La Juve esce dal campionato in fondo a una delle sue migliori partite, non travolgente, ma insistente e sfortunata. L'Inter resta in corsa e questo forse basta. Ma è stata una partita triste la sua, di forte sofferenza e rassegnazione. Non ricordo un tiro in porta.
Ha segnato un gol su doppio rigore avventuroso, con una decisione corretta dei vari arbitri intervenuti, ma raramente applicata in campionato. Il risultato non è corretto, la Juve meritava molto di più, quanto meno il pareggio, ma questo è il tempo dei risultati, chi perde esce e chi vince va comunque avanti senza nemmeno avere il tempo di riflettere.
È così quasi una riscoperta l'Inter di adesso, comunque decisa, con Lautaro dentro i vecchi problemi, Dumfries e anche Perisic poco incisivi, con Calhanoglu e Barella mai davvero in partita, schermati da Locatelli/Zakaria e Rabiot, però dura, resistente.
Ha sofferto quasi soltanto la piccola furia di Cuadrado, poi qualche spunto di Dybala più raffinato che veemente, e un paio di situazioni create da Vlahovic, non decisivo ma sempre sveglio.
La Juve ha giocato con tre attaccanti più Cuadrado, a conferma che quando ha i giocatori anche Allegri li usa, ha corso molto e alzato molta polvere. Poteva ottenere di più, nel complesso ha dominato ma non con il piglio del conquistatore. C'è sempre stata una confusione finale.
Vlahovic non è ancora una guida, gioca meglio di Firenze, più da uomo, ma è uno dei tanti, non pesa sulle idee della squadra, il suo ingresso nel gioco è improvviso, poco studiato, poco cercato.

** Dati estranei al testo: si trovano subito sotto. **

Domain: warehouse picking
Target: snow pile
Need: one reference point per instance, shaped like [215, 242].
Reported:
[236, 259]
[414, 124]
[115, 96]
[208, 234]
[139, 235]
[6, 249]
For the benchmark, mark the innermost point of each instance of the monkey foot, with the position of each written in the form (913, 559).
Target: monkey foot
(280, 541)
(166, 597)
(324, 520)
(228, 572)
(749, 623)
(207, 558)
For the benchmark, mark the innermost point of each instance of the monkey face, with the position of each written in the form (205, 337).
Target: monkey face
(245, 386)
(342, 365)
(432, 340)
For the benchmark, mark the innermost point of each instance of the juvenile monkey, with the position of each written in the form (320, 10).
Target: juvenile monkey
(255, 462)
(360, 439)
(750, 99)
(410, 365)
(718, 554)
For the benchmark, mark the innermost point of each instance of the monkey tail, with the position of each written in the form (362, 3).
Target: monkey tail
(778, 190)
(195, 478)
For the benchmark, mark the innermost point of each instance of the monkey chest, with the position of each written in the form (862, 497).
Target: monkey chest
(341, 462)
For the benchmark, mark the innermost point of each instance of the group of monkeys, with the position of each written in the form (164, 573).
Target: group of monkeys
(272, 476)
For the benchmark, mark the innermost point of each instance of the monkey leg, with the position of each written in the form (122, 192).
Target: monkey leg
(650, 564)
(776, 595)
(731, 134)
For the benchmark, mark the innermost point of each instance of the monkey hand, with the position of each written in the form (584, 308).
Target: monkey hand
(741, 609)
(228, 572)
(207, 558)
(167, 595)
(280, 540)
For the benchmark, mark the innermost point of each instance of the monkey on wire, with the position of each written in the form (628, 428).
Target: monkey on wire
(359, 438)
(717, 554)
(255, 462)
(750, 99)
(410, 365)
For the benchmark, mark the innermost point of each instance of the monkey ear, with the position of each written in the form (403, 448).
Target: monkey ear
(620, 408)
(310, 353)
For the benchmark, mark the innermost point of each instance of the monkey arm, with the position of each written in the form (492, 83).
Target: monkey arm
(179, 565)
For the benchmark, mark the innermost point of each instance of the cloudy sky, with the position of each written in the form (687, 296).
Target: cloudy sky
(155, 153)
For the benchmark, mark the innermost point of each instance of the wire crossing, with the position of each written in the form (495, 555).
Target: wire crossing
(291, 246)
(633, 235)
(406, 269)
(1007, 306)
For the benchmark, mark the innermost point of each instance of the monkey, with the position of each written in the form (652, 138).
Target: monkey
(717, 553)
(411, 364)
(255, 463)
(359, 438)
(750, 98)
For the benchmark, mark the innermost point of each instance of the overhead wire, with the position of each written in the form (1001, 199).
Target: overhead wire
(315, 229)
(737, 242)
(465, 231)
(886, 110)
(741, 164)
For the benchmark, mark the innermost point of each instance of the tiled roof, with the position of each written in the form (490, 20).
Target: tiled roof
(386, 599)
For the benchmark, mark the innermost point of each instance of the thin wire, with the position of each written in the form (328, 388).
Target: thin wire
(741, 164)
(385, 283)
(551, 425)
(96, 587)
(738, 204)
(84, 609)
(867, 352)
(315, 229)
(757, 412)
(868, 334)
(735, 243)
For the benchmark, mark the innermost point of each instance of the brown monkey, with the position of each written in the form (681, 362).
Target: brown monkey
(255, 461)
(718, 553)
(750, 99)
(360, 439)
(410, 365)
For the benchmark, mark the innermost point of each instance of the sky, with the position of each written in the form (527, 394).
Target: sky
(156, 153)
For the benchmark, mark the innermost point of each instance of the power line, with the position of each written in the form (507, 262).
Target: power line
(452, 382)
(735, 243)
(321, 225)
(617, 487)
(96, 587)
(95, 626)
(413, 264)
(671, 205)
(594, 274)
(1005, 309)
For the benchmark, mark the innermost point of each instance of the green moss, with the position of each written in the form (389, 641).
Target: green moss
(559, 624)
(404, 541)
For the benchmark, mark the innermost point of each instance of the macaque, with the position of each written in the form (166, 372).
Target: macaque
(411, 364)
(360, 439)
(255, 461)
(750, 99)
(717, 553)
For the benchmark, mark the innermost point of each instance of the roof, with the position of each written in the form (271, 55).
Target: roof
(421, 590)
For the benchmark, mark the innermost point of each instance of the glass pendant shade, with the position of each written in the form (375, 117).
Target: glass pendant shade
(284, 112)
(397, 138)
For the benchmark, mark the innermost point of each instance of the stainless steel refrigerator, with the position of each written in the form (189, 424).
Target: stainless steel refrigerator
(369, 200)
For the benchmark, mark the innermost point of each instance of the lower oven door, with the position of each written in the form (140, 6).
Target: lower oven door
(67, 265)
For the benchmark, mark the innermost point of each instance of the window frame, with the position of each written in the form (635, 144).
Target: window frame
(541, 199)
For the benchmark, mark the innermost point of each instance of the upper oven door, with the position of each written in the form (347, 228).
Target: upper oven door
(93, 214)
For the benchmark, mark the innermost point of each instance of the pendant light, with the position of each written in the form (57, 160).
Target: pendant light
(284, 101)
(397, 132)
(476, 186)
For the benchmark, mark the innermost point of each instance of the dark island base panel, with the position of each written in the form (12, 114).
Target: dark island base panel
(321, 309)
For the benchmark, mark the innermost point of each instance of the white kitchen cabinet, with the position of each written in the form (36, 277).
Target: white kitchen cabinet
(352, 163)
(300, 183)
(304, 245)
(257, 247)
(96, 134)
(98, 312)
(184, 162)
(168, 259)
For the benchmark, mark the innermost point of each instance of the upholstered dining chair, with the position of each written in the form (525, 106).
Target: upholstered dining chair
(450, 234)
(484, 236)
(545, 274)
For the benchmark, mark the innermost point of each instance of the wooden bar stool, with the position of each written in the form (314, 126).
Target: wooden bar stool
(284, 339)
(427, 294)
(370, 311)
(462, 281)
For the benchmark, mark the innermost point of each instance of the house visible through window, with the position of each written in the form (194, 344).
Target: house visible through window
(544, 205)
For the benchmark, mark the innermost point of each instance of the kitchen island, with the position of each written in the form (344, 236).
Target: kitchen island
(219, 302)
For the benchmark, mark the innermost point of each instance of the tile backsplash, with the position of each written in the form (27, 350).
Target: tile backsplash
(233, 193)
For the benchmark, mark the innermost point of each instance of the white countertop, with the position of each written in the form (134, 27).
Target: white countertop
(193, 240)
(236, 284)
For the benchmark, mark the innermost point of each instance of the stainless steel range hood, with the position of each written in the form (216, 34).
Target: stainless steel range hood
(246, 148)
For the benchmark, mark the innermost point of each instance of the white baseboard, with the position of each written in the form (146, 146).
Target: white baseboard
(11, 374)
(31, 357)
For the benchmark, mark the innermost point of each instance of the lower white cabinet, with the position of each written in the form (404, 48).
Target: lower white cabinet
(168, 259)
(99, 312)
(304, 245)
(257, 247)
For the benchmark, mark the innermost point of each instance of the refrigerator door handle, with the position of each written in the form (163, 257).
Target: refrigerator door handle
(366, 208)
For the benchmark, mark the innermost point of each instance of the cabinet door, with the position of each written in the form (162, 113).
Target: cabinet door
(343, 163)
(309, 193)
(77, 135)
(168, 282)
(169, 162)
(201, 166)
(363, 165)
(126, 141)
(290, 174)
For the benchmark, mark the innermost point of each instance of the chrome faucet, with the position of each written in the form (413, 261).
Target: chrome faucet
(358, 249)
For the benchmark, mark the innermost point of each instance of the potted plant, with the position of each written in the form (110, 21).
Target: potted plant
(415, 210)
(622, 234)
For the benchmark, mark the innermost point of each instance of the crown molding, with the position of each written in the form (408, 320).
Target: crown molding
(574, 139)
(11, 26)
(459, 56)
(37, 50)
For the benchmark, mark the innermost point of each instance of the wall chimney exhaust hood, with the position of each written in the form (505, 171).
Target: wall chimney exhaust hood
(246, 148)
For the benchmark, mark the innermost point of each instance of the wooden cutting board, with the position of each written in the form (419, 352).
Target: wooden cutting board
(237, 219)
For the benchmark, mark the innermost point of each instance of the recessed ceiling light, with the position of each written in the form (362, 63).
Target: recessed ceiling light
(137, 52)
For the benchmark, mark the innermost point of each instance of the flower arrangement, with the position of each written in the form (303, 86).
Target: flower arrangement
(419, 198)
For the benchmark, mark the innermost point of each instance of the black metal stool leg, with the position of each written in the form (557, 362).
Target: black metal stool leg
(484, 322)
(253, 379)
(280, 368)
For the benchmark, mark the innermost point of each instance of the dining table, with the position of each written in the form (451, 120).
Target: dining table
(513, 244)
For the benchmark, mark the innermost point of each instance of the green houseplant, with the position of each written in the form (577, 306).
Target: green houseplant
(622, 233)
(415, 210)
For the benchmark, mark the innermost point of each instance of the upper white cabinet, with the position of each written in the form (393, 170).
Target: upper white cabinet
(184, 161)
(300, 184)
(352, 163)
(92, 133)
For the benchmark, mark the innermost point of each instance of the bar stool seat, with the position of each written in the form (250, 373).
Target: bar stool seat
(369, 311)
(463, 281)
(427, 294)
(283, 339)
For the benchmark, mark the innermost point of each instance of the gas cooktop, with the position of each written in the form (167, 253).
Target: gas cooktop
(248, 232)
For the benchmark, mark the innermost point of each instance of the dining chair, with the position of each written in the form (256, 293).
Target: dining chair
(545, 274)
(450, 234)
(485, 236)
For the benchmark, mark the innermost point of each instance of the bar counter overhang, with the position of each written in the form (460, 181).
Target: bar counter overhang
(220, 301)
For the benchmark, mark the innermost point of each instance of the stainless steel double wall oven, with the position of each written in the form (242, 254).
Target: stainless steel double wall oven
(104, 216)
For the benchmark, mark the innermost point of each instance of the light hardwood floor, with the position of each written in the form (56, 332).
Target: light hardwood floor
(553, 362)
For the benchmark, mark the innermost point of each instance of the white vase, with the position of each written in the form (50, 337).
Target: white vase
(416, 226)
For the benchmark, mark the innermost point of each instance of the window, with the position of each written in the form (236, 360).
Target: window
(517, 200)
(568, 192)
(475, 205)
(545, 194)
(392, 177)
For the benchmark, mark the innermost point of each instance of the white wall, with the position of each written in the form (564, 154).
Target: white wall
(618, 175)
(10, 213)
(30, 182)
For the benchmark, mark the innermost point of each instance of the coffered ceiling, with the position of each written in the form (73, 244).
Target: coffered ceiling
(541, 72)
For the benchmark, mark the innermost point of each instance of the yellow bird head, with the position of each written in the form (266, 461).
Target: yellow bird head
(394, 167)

Come tutte le rimonte troppo grandi, nemmeno questa della Juve si è realizzata. Arriva sempre uno scalino rotto. E comunque è tardi per i retropensieri, ormai è più vicina la Roma che il Milan.
La Juve è diventata una squadra, si ricominciasse adesso sarebbe in linea, ma non è così, la stagione non c'è praticamente più. Non conta nemmeno che l'Inter sembri la terza delle tre di testa, per gioco e condizione fisica.
Non si arriva a maggio perfetti, la corsa adesso è pesante, contano solidità e fortuna. Questo successo a Torino non costerà una critica e rilancerà la voglia. Ma il Napoli gioca meglio anche senza Osimhen, Fabian Ruiz e Di Lorenzo, è superiore spontaneamente ai suoi avversari.
Il Milan forse è andato oltre le sue alternanze e soprattutto ha un buon calendario. Ha quasi tutto in mano. Se è da scudetto, lo vincerà. Ricominciando da stasera.